In addition to knowing the activities you would like to use your boat for, you need to think about other lifestyle factors that will affect your purchase. These factors will influence the size of the boat you purchase, your budget for buying a boat, and other costs that will be associated with owning a boat. Generally if you are a first time buyer, a boat between 22-24 feet is best. Larger boats are more expensive and more difficult to operate.
- Will you be the only person using the boat? Will you need space for your family and friends?
- How much can you spend on a boat and related expenses e.g. maintenance, insurance, registration fees, safety courses, storage, mooring?
- Will you use your boat in on the open sea, in a river or on a lake?
- Will you use your boat year round or only during certain times of the year such as during the Summer?
- Where will you keep your boat e.g. at home, marina, a boat park?
New or Used?
There are advantages and disadvantages for whichever route you choose. New boats will be under a warranty and will be in perfect condition. A used boat will be less expensive, but you may not have a warranty or any manufacturer support. You may also not know if your used boat has been in any accidents or if it has been well maintained over the years. A good bit of advice is if you purchase a used boat, have it inspected by a certified marine surveyor.
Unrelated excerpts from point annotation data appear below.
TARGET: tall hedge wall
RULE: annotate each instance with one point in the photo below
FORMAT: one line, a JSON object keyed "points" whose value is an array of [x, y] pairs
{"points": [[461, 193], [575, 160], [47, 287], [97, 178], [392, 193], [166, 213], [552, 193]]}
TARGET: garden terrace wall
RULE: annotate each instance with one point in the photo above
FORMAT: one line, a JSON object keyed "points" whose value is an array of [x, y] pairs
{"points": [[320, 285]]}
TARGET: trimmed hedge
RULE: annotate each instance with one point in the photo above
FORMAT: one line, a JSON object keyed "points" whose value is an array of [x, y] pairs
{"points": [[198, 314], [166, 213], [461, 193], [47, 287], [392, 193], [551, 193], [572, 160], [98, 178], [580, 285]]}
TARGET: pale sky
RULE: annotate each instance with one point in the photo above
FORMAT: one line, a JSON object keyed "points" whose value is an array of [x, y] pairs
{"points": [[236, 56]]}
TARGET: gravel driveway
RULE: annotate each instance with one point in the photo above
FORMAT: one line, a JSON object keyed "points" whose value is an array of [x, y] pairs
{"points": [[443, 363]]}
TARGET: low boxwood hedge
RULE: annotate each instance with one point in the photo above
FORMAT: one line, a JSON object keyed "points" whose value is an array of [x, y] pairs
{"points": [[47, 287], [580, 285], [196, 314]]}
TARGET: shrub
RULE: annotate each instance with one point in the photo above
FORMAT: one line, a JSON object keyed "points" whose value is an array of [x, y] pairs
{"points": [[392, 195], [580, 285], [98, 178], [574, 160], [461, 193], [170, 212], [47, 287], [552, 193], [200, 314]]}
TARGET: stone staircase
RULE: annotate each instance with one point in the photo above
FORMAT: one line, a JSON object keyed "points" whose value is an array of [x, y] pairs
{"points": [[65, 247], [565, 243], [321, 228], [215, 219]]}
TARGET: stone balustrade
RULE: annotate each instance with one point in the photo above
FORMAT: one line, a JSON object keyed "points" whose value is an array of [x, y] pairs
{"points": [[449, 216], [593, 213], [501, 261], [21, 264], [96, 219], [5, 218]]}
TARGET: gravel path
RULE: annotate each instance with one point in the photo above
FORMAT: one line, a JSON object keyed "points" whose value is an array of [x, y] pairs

It only takes a little bit of shopping to discover that there are a lot of used boats available at much lower prices than you would pay for the same boat brand new. Fiberglass and aluminum don't rot like traditional wood does, so today's boats last a long time.
Finding the perfect boat
Online is a good way to start the search for your boat, however, do not rely on the information provided by the boat companies. Theses companies want you to make a purchase and they are not completely neutral. Online boat shopping allows you to compare prices, models, and take virtual tours. Visit online boat owner forums to get honest opinions about boats. Current boat owners will not be biased and can give you the pros and cons of a particular boat.
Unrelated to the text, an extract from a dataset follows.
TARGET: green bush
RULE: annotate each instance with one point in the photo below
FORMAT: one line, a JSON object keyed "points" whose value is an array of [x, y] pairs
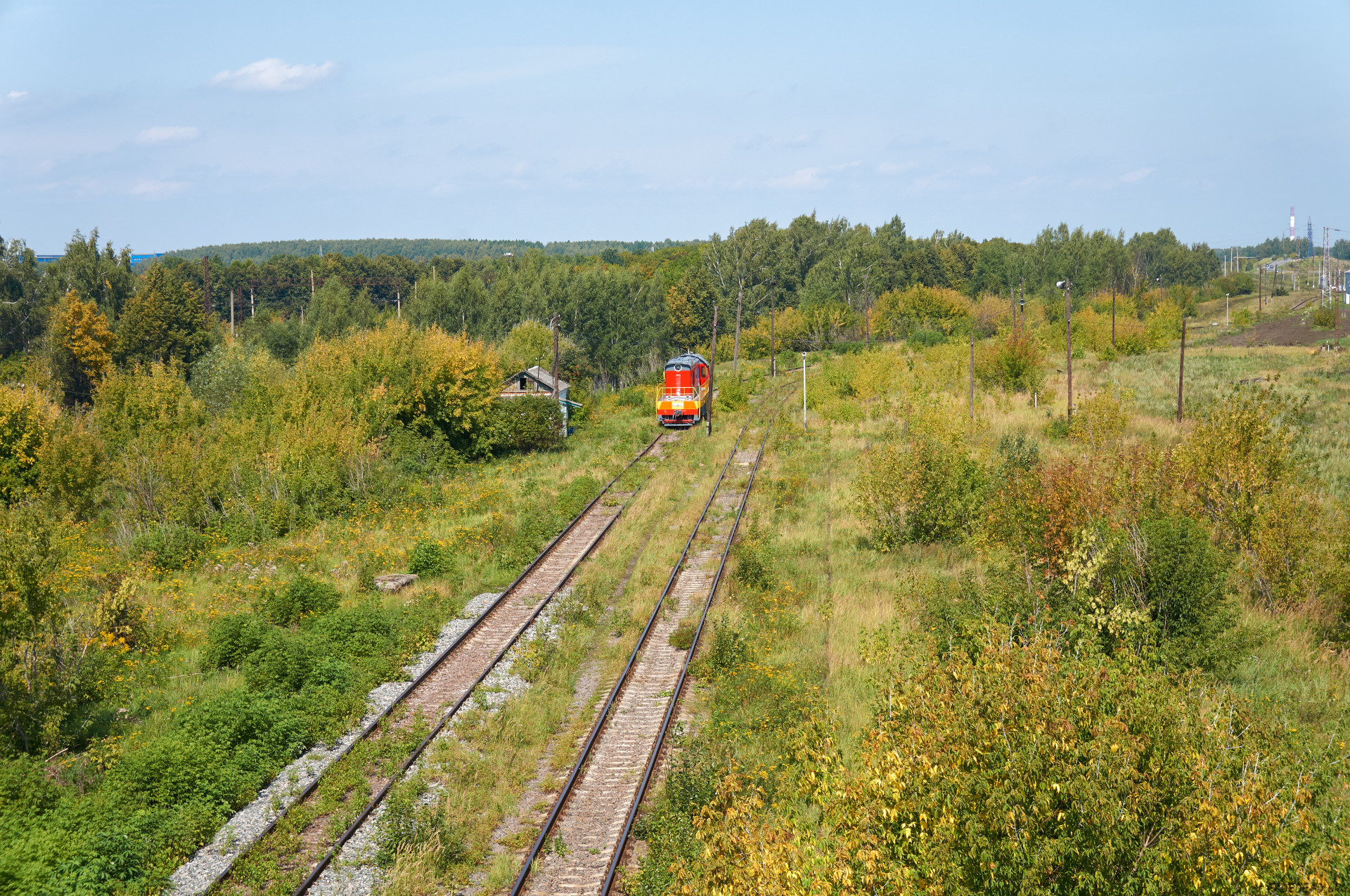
{"points": [[574, 497], [1185, 589], [428, 559], [231, 640], [525, 424], [302, 597], [925, 339], [729, 648], [169, 545], [283, 661]]}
Boat shows offer a unique opportunity to meet with many boat dealers, get information about boat accessories, access to special deals, and attend special seminars. Visit the boat show website before the show to find the vendors and organisations that will be there.
Once you have narrowed down the type of boat you want, make a list of the boats you would like to see in person. When you visit and test drive the boats, look for certain factors to help you decide, such as:
- Weight - Heavier boats often ride better, but require larger engines.
- Beam - Boats with beams that are 8' 6 and under can be transported on a trailer without using a special permit.
- Space - Legroom and storage compartments.
- Noise - Some engines are louder than others. You should never hear creaking or rattling sounds during your on-water test ride.
- Visibility - when you are sitting and standing.
- Location - of the controls and access to items that you will check on a regular basis (e.g. oil dipsticks, coolant levels, power steering fluid levels, etc.).
- Inboard versus outboard engines - An outboard engine is a portable, self-contained package that can be attached to the back of a boat. On the other hand, an inboard engine is mounted inside the boat and are not portable.
Paying for your boat
A good boat dealer can make your buying experience much easier. Your dealer should be knowledgeable about boats as well as the boat buying process. The dealer should also have excellent customer service skills. You should feel comfortable asking questions and never be pressured into making a quick decision
Find a dealer that is a Marin Industry Certified Dealer. These dealers have pledged to be up-to-date on the boating industry and provide excellent customer service. Financing through a dealer will also make your boat purchase much easier. You can take care of the shopping and financing at one location.
A boat broker will help you find a boat, negotiate the price, and help you complete the purchase process. A broker will have knowledge about different financing options and the different sources available to you. You can find a boat broker by visiting a boat show, reading a boat magazine, or by visiting the National Marine Lenders Association website.
A broker is your advocate throughout the buying process. Your broker is looking out for your best interest and will help you get the best deal. A broker is also a resource after you buy your boat. They can help you find insurance, repair specialists, boat safety classes, and connect you with boat owner associations.
Closing the deal
Never purchase a boat without doing a thorough inspection/survey, especially if you are buying a used boat. This may or may not be required for your boat insurance. An inspection tells you the current market value of the boat and the condition and construction of the boat.